Strong third quarter for Tadano

Tadano has released it’s results for the nine months to the end of September, the information published today, is relatively comprehensive, but the company does tend to release further information and commentary at a later date. So, we will update this item when we have it.

Total revenues for the nine months increased 23.5 percent to ¥203.9 billion ($1.36 billion) compared to the same period last year.
Pre-tax profit for the period improved 52 percent to ¥12.04 billion ($80.1 million), this was driven by higher prices and lower overhead costs as well as product and geographic mix, not to mention a weak Yen in comparison to the Dollar and Euro.

The breakdown by product type was as follows:
Mobile cranes ¥145 billion ($965.3 million) +36%
Loader cranes ¥13.3 billion ($88.4 million) +12.2%
Aerial work platforms ¥11.3 billion ($75.5 million) – 13.6%
Other revenues ¥34.3 billion ($228.1 million) +1.9%
Total revenues ¥203.9 billion ($1.36 billion) + 23.5%

Mobile crane sales Domestic / Export
Japan ¥36.78 billion ($244.8 million) +9.2%
Export ¥108.2 billion ($720.5 million) +48.5%

Sales by region
Europe ¥23.3 billion ($155 million) +1.2%
North America ¥63.7 billion ($424.15 million) +58.2%
Central/South America ¥3.2 billion ($21.3 million) - 7.5%
Asia ¥11.0 billion ($73.3 million) - 8.8%
Middle East ¥16.7 billion ($111.5 million) x 3 fold
Oceania ¥11.4 billion ($75.6 million) +24.5%
Other markets ¥1.1 billion ($7.2 million) - 17.9%
Japan ¥73.5 billion ($489.1 million) +4.4%
Total ¥203.9 billion ($1.36 billion) + 23.5%

Vertikal Comment

Overall, this is an excellent result from Tadano, both in its home market of Japan and overseas, however the main driver was North America where sales were not only substantially higher, but the product mix includes a high percentage of Rough Terrains, Tadano’s most profitable product range.

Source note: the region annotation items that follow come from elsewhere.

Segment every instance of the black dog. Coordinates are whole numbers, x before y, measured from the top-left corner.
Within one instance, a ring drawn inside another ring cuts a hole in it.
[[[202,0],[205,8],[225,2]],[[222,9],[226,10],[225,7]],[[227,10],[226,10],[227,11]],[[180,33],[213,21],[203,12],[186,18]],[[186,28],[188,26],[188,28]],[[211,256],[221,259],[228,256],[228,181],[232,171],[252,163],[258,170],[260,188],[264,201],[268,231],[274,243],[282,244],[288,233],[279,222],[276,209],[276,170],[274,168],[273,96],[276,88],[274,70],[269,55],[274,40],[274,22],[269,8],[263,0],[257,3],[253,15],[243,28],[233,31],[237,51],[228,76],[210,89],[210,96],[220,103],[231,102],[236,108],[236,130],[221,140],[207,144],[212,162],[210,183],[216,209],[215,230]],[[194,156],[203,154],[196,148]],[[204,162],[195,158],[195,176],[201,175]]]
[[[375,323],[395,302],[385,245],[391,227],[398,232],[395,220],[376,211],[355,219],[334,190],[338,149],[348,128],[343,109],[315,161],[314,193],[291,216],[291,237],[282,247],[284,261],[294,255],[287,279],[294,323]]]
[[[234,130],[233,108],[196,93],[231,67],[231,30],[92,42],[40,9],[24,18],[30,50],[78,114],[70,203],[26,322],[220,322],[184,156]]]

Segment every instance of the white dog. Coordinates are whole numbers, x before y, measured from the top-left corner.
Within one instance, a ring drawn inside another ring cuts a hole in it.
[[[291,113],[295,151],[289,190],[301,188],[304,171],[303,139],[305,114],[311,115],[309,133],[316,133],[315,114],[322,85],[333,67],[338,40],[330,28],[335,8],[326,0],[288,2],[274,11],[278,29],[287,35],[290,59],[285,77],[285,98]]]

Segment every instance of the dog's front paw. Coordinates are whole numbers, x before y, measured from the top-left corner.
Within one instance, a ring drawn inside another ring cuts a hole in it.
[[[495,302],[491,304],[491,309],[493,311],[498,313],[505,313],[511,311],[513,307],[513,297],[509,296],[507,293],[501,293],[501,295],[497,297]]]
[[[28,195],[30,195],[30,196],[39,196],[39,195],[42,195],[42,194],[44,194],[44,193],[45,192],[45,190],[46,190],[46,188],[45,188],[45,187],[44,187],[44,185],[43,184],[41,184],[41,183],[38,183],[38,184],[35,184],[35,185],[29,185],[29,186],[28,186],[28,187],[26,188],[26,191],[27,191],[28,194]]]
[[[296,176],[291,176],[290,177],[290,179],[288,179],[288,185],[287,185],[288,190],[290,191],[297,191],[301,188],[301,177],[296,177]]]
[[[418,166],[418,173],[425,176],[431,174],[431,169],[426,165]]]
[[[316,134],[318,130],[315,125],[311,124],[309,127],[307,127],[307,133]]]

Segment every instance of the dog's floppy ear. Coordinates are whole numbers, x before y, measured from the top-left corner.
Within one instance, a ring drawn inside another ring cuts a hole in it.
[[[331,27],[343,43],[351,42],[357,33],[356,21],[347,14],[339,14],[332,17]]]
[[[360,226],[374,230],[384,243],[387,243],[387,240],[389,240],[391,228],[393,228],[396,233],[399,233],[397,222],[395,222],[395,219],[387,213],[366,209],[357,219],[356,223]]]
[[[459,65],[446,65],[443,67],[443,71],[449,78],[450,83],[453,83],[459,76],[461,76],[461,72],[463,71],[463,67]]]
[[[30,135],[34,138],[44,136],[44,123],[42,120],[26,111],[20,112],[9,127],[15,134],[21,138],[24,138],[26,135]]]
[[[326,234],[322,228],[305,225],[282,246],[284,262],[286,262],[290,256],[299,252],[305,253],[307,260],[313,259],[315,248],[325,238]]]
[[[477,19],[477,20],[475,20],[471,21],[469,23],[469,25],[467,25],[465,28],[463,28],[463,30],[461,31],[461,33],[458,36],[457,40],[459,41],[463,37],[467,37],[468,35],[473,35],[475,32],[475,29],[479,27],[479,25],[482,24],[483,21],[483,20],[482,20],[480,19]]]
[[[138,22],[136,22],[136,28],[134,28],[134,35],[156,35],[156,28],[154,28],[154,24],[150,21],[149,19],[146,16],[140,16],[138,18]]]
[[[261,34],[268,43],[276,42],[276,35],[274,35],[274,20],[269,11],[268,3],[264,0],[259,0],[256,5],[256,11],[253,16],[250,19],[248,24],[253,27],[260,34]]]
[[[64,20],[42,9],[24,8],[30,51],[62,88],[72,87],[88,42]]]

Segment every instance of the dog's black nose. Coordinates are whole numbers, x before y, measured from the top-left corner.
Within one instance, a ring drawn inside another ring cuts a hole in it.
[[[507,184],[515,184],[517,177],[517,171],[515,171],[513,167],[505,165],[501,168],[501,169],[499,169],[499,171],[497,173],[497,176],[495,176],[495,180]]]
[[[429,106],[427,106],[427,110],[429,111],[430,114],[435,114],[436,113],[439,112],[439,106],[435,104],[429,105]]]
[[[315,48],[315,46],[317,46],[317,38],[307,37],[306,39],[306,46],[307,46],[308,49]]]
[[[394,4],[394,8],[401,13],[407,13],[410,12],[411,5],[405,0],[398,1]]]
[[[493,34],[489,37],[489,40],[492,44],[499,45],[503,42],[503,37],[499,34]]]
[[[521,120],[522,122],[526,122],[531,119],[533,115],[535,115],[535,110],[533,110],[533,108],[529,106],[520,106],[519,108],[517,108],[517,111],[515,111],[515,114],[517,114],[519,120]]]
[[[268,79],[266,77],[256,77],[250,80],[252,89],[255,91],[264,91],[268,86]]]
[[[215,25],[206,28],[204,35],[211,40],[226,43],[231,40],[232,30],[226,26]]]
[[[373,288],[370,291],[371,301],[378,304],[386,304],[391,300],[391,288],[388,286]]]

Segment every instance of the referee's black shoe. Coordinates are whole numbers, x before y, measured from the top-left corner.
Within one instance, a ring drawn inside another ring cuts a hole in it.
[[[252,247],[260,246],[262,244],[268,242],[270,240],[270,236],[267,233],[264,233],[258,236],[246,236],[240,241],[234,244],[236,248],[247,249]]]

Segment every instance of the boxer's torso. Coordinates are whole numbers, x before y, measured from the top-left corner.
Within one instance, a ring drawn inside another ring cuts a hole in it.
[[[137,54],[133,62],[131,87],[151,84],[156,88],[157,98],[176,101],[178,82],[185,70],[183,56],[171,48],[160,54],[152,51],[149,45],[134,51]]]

The same applies to the Middle East which maintained the strong bounce back seen in the first half.
Europe on the other hand saw very little growth as it continues to struggle with the integration of Demag into the Tadano organisation. Most of the sales would also have been All Terrains, currently the company’s least profitable product line,. As a result the business is, we understand racking up losses each quarter. The key to turning that around must surely lie with significant production while regaining lost market share and possibly product mix.

All in all, a very good overall result from Tadano with plenty of opportunities for further improvement and growth.